Claro que há pessoas mal intencionadas e violentas nos movimentos sociais, mas isso não é “regra”. Claro que há PMs que exercem suas funções com ética - e paz na medida do possível - mas a “regra” que vem crescendo é a oposta. Vi e ouvi dizer de amigos, colegas e conhecidos sendo presos e humilhados pela PM. Durante uma ocupação na Seduce (Secretaria de Estado de Educação, Cultura e Esporte), no dia 15 de fevereiro, 31 pessoas foram presas por ocuparem o órgão. 13 dos presos eram estudantes menores de idade e um era professor doutor em História pela Universidade Federal de Goiás (UFG). É necessário que os eleitores goianos saibam dessas atrocidades cometidas pelo governo e se lembrem delas no próximo período eleitoral.
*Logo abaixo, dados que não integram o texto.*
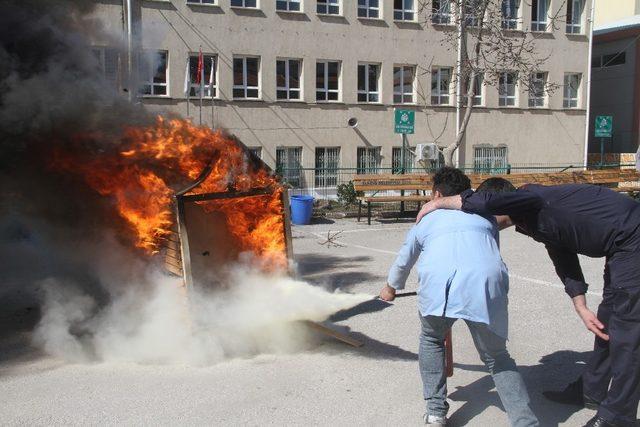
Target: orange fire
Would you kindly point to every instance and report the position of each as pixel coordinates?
(151, 162)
O aparato policial durante a ocupação da Seduce... Guerra contra o tráfico: viaturas, helicópteros e policiais do Bope (Batalhão de Operações Especiais). A polícia até usou um ônibus coletivo da CMTC (Companhia Metropolitana do Transporte –Transtorno - Coletivo) para levar para a cadeia os 31 presos políticos que estavam apenas exercendo seu direito constitucional de livre manifestação e queriam acompanhar o andamento do processo jurídico do esquema das OSs na Educação (processo fechado para o público, uma clara ação anticonstitucional. Coisas de Goiás....). A força policial, levando todos em um ônibus coletivo, lembrou o clima do livro 1984, lembrou uma conspiração no ar arquitetada pelos poderosos. Aqui, em outros lugares do país, ativista político é rotulado de bandido.






A classe policial é uma classe muito incoerente. Não é detentora do poder econômico – na prática é uma classe trabalhadora - mas ou obedece sem refletir as ordens da classe superior (que a explora!) que manda “descer o cacete” em todo mundo que incomoda o sistema pelas suas falhas ou os policiais violentos simplesmente carregam o germe da violência dentro de si e são sádicos por natureza e por isso batem, prendem e xingam quem e quando querem.
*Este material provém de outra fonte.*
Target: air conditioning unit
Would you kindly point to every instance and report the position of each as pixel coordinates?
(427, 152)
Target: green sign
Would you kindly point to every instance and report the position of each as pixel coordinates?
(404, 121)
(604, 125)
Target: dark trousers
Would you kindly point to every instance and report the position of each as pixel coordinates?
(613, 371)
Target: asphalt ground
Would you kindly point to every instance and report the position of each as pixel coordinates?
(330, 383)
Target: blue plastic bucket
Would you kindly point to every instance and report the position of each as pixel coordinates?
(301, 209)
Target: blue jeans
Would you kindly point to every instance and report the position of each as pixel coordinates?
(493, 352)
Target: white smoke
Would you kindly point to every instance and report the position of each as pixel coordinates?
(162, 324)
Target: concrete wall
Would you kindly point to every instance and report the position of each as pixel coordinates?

             Nem vou entrar nas questões tanto sociais quanto filosóficas que envolvem a violência humana, tema muito complexo e polêmico, mas isso serve de gancho para mencionar a tristeza acarretada pelo assassinato da estudante Nathália Araújo Zucatelli de 18 anos no Setor Marista - bem como lembrar outros crimes tão ou mais bárbaros ocorridos com pessoas de outros setores da cidade, com outras cores e condições econômicas – e o despreparo democrático do governador Marconi Perillo para lidar com o caso.

            Numa coletiva de imprensa, o governador demonstrou sua falta de tato com jornalistas, principalmente quando uma das profissionais cobrou medidas mais práticas por parte do governo. Ela cobrou isso porque a retórica de Perillo foi de fuga do assunto e essencialmente de isentar-se de culpa. A culpa, como sempre nestes dias de “Ódio ao PT” disseminado por seus opositores, foi da tal “crise sem precedentes na história do Brasil” (se esqueceram dos anos 80/90!) e da presidenta Dilma.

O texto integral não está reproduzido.